BACKGROUND: Vascular dementia represents the second most common type of dementia. The classification of vascular dementia broadly follows three clinico-pathological processes: multi-infarct dementia, single strategic infarct dementia and subcortical dementia. As not all victims fulfil strict criteria for dementia and may be significantly cognitively impaired without memory loss, the term vascular cognitive impairment is more useful. Currently, no established standard treatment for vascular cognitive impairment exists. Reductions in acetylcholine and acetyltransferase activity are common to both Alzheimer's disease and vascular cognitive impairment raising the possibility that cholinesterase inhibitors may also be beneficial for the latter.
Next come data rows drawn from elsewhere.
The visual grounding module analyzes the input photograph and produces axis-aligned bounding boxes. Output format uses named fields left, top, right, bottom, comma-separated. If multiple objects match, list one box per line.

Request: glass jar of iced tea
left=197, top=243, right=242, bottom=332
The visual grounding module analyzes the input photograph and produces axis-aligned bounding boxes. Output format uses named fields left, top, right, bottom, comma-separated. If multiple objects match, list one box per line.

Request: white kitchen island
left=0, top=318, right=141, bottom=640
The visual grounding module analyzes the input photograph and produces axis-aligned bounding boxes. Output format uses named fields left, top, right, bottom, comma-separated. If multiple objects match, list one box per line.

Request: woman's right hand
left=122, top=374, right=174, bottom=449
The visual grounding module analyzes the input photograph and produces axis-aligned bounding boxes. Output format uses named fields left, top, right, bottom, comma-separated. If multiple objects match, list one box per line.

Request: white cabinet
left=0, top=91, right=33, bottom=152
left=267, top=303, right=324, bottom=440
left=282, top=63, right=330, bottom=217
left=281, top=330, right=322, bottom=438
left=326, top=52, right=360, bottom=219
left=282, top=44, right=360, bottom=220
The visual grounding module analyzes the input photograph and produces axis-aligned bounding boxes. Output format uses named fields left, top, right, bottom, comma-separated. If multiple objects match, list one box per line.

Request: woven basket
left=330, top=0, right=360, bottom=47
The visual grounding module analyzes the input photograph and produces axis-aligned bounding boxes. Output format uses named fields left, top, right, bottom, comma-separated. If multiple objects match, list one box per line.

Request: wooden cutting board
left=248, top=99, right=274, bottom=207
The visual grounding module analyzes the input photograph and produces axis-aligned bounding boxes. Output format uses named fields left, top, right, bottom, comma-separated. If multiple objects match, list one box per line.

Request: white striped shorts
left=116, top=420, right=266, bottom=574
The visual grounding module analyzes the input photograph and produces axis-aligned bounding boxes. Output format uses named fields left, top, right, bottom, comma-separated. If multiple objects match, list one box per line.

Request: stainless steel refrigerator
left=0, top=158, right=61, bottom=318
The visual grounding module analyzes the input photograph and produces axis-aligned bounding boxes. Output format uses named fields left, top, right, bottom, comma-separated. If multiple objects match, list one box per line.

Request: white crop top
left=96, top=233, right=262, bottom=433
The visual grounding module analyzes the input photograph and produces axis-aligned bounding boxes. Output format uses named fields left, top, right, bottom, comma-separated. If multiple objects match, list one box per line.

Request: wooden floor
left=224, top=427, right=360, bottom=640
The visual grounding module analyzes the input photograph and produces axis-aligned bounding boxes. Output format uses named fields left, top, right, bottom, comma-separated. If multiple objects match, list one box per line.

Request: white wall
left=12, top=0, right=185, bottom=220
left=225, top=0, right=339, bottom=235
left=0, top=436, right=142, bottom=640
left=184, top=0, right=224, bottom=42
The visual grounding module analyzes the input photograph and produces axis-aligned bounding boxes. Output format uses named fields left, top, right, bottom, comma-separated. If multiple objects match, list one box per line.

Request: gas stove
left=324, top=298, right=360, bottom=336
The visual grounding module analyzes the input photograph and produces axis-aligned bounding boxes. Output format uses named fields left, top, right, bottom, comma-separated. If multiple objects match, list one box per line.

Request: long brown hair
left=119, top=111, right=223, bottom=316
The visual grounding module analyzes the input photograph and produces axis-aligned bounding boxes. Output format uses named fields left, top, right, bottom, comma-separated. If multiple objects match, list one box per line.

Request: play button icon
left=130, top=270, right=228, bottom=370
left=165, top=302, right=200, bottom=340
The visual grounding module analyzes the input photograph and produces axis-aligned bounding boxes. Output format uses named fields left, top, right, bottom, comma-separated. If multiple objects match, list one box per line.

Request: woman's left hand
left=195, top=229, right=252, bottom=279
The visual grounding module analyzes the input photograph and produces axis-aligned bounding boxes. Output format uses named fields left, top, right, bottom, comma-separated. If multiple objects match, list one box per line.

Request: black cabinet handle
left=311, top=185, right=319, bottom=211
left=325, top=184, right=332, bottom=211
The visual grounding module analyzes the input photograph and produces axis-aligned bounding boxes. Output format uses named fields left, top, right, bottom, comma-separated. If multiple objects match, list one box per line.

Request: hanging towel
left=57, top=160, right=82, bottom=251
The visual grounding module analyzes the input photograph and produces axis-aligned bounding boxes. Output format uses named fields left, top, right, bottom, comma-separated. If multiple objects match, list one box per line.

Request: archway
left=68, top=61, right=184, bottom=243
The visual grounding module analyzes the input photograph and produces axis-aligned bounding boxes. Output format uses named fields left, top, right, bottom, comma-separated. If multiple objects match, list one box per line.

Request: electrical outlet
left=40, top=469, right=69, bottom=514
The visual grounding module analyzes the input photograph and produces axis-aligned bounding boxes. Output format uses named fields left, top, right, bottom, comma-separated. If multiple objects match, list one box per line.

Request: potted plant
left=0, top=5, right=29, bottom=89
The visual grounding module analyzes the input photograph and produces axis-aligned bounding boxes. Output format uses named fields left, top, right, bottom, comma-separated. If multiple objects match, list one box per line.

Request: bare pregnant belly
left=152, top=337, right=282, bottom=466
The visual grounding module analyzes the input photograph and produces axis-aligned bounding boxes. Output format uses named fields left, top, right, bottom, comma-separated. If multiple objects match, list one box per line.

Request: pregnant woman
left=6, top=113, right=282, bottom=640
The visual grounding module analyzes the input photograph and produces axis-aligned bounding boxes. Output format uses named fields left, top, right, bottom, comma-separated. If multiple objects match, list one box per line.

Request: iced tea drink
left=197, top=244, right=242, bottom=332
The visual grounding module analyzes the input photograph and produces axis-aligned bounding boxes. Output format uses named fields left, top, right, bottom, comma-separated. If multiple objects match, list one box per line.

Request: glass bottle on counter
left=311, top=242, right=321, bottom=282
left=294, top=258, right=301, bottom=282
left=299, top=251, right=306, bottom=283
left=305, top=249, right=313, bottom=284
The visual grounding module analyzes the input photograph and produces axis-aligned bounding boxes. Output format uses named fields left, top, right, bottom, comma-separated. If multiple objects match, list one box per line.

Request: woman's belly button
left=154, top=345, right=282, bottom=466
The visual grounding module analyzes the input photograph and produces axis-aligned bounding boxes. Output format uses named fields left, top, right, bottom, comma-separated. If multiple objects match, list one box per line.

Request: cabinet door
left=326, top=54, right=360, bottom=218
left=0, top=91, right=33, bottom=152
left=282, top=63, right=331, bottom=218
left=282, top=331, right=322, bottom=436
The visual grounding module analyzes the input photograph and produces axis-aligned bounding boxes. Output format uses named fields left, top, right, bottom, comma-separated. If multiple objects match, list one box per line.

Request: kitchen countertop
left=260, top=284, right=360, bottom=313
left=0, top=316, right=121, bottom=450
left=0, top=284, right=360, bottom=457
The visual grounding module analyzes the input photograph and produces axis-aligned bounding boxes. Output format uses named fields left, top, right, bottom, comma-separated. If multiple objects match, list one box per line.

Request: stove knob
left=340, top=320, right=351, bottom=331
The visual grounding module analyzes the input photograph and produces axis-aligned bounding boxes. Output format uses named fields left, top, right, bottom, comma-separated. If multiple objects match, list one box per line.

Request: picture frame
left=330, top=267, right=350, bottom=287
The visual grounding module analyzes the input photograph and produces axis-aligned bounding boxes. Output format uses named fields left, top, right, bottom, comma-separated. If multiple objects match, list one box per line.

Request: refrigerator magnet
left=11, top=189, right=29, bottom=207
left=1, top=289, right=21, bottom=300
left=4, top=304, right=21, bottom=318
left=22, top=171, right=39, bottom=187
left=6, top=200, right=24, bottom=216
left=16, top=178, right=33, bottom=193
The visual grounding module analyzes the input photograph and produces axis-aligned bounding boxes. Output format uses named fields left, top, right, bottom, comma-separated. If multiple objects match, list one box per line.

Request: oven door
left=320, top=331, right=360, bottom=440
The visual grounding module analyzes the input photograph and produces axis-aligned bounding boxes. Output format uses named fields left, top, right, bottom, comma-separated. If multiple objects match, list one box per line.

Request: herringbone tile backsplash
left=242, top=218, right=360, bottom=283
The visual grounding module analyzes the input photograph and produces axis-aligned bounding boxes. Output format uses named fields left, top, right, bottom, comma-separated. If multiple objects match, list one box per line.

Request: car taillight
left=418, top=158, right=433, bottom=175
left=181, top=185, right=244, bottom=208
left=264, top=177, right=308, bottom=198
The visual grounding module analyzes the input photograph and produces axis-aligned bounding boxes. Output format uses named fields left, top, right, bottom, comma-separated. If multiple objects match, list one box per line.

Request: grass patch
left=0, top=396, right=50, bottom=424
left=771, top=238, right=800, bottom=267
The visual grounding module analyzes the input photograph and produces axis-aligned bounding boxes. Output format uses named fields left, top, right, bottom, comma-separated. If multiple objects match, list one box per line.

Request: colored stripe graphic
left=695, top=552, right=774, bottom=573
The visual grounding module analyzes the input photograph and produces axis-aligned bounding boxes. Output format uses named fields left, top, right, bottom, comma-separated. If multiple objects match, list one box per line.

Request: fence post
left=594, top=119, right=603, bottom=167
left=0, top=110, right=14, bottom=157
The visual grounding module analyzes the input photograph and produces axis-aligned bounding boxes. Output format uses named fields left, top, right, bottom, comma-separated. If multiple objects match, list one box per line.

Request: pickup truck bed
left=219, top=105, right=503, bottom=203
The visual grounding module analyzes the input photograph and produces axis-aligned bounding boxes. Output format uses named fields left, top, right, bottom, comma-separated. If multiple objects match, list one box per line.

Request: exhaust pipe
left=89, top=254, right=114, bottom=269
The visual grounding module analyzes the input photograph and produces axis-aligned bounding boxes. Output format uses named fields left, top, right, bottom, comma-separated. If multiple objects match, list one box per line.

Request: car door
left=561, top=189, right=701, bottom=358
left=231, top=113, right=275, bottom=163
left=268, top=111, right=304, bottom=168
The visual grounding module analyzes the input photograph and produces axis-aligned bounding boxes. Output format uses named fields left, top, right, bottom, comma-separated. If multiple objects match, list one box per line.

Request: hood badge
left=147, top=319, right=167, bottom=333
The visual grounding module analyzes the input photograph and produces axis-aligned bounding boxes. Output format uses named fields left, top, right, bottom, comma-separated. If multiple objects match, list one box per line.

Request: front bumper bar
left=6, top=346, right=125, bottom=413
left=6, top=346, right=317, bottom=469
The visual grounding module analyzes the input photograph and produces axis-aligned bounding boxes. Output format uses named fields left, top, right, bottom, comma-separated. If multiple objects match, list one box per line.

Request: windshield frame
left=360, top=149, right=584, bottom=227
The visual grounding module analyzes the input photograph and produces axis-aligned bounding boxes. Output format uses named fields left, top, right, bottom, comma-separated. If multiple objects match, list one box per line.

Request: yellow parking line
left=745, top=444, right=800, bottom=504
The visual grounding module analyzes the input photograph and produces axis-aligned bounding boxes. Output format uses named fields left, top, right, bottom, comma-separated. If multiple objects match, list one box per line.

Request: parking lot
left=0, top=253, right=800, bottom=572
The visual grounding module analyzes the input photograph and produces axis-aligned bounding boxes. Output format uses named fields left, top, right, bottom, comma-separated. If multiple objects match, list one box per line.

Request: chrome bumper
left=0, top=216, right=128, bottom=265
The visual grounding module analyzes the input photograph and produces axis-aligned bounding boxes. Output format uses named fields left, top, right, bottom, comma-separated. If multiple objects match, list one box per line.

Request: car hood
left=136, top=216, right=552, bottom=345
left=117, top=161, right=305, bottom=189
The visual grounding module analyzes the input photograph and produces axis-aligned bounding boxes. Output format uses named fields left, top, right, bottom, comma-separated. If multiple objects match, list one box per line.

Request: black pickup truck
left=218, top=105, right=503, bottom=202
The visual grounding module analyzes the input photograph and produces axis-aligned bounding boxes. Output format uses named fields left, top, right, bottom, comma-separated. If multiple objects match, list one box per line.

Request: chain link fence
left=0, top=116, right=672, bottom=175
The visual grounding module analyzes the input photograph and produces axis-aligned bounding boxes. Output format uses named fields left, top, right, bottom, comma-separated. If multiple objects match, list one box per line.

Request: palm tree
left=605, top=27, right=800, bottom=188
OBJECTIVES: To assess the efficacy of rivastigmine in the treatment of people with vascular cognitive impairment, vascular dementia, or mixed dementia. SEARCH STRATEGY: Trials were searched from the Specialized Register of the Cochrane Dementia and Cognitive Improvement Group on 20 December 2004 using the terms: rivastigmine, exelon, "SDZ ENA 713", SDZ-ENA-713. All major health care databases and many ongoing trial databases within the scope of the Group are searched regularly to keep this Register up to date. SELECTION CRITERIA: All unconfounded randomized double-blind trials comparing rivastigmine with placebo were eligible for inclusion. DATA COLLECTION AND ANALYSIS: No suitable trials were identified and thus we were unable to extract appropriate data or calculate summary statistics. MAIN RESULTS: We were unable to perform a meta-analysis given the absence of suitable trials. Other trials relevant to the field were identified and some indication of benefit in several cognitive and non-cognitive domains were noted. AUTHORS' CONCLUSIONS: From existing trial data there is some evidence of benefit of rivastigmine in vascular cognitive impairment. However, this conclusion is based on studies which had small numbers of patients, which sought to compare rivastigmine to treatments other than placebo or which used data extrapolated post hoc from large studies involving patients with Alzheimer's disease and vascular risk factors of unclear significance. Large placebo-controlled, double blind and adequately randomised trials are needed before firm conclusions can be drawn. The methodology of such trials should acknowledge the biological and clinical features unique to vascular cognitive impairment and its subtypes.